Ministère chargé de la justice

Où s’adresser ?

  • Si les parents ne font pas de déclaration conjointe de choix du nom, l’enfant prend le nom de son père.

    Cette absence de choix équivaut à un choix et s’applique aux enfants suivants du couple.

  • Si les parents ne font pas de déclaration conjointe de choix du nom, l’enfant porte :

    • Soit le nom de celui qui l’a reconnu en premier
    • Soit le nom de son père lorsqu’il a été reconnu en même temps par ses 2 parents

    Par exemple, si le père reconnaît l’enfant après la déclaration de naissance, l’enfant prend le nom de sa mère.

    Cette absence de choix équivaut à un choix et s’applique enfants suivants du couple.

Si les parents ne sont pas d’accord sur le nom de leur enfant, l’un des parents doit le signaler par écrit à l’officier de l’état civil.

La démarche doit être faite au plus tard le jour de la déclaration de naissance.

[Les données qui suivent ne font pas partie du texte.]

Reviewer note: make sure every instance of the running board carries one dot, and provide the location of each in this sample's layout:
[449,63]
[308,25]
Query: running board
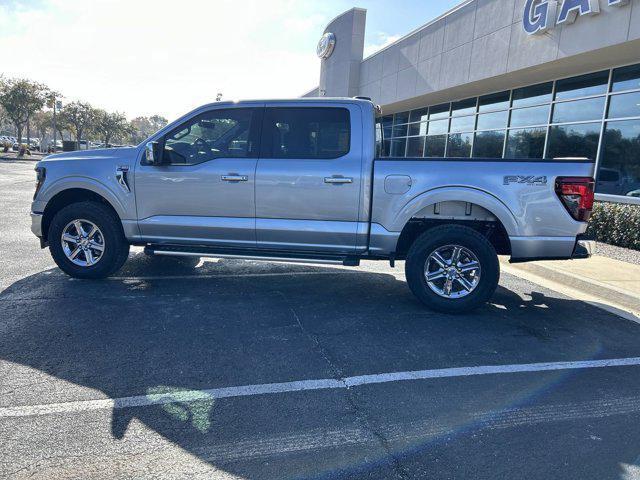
[263,256]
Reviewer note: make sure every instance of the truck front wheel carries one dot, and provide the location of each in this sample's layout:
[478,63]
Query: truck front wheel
[86,240]
[452,269]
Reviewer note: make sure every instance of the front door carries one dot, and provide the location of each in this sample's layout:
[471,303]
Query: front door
[204,191]
[308,180]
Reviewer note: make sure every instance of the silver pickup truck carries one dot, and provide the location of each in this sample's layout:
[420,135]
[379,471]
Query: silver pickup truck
[299,181]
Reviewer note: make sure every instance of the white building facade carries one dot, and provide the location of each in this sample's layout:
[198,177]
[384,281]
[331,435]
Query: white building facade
[504,79]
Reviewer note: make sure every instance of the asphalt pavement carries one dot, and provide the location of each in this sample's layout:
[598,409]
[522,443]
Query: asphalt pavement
[243,370]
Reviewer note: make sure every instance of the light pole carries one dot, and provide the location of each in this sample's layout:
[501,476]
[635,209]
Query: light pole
[57,104]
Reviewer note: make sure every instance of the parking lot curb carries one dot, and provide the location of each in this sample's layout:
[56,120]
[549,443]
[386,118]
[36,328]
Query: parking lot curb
[608,298]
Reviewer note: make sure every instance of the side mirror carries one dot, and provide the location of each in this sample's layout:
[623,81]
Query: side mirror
[153,154]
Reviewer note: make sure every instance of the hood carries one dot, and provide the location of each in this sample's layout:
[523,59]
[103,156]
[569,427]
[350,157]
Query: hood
[94,155]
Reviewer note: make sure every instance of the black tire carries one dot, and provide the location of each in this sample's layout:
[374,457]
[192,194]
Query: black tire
[446,235]
[116,247]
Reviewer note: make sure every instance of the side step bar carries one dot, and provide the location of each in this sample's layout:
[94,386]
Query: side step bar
[264,256]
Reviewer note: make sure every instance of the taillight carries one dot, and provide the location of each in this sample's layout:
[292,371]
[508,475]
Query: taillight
[40,176]
[576,194]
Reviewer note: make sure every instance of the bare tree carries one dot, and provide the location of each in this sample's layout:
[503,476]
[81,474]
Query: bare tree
[20,99]
[110,125]
[43,124]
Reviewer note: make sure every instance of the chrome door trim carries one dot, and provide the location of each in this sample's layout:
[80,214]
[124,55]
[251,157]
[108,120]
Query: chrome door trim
[338,180]
[234,178]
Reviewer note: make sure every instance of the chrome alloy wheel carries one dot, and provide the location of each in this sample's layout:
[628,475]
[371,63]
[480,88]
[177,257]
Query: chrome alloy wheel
[82,242]
[452,271]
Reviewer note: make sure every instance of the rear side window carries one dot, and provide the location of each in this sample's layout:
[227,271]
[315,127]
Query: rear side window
[306,133]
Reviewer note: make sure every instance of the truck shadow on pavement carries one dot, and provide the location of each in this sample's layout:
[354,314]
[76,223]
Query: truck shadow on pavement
[160,329]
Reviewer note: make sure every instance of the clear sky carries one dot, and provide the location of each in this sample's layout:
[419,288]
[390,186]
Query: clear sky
[143,57]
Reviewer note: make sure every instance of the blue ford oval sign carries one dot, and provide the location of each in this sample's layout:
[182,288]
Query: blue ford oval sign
[542,15]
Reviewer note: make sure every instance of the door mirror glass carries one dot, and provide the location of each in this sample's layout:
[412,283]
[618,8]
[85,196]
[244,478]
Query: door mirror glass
[153,154]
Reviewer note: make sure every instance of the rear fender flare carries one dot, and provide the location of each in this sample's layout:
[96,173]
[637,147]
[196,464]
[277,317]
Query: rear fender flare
[459,194]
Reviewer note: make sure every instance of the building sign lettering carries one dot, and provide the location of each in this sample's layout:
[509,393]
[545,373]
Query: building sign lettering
[542,15]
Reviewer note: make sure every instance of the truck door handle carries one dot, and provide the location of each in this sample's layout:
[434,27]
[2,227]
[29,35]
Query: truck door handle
[338,180]
[234,178]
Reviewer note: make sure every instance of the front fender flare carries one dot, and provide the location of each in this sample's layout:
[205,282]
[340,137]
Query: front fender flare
[459,194]
[84,183]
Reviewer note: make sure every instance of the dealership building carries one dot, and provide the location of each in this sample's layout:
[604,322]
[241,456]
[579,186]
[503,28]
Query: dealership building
[503,79]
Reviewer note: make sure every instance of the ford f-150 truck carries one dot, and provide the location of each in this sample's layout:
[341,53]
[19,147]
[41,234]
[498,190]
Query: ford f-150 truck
[298,180]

En pratique, le parent présente une déclaration de désaccord à l’officier d’état civil avant la naissance de l’enfant.

L’officier d’état civil contrôle la déclaration, met son visa et la rend au parent.

Le parent doit présenter ce document le jour de la déclaration de naissance à l’officier d’état civil du lieu de naissance.

Où s’adresser ?

L’officier de l’état civil donne à l’enfant un double nom, composé des 2 noms des parents accolés par ordre alphabétique.

Si un parent a lui même un double nom, l’officier ne retient que le 1er pour composer le nom de l’enfant.

Le nom donné à cet enfant s’impose aux enfants suivants du couple.

 Exemple

Si le nom du père est Susini et le nom de la mère est Delmas, le nom de l’enfant est Delmas Susini.

Si le nom du père est Susini et le nom de la mère est Delmas Moreau, le nom de l’enfant est Delmas Susini.

Si les 2 parents figurent sur l’acte de naissance de leur 1er enfant, le choix du nom fait pour ce 1er enfant s’impose à leurs enfants suivants.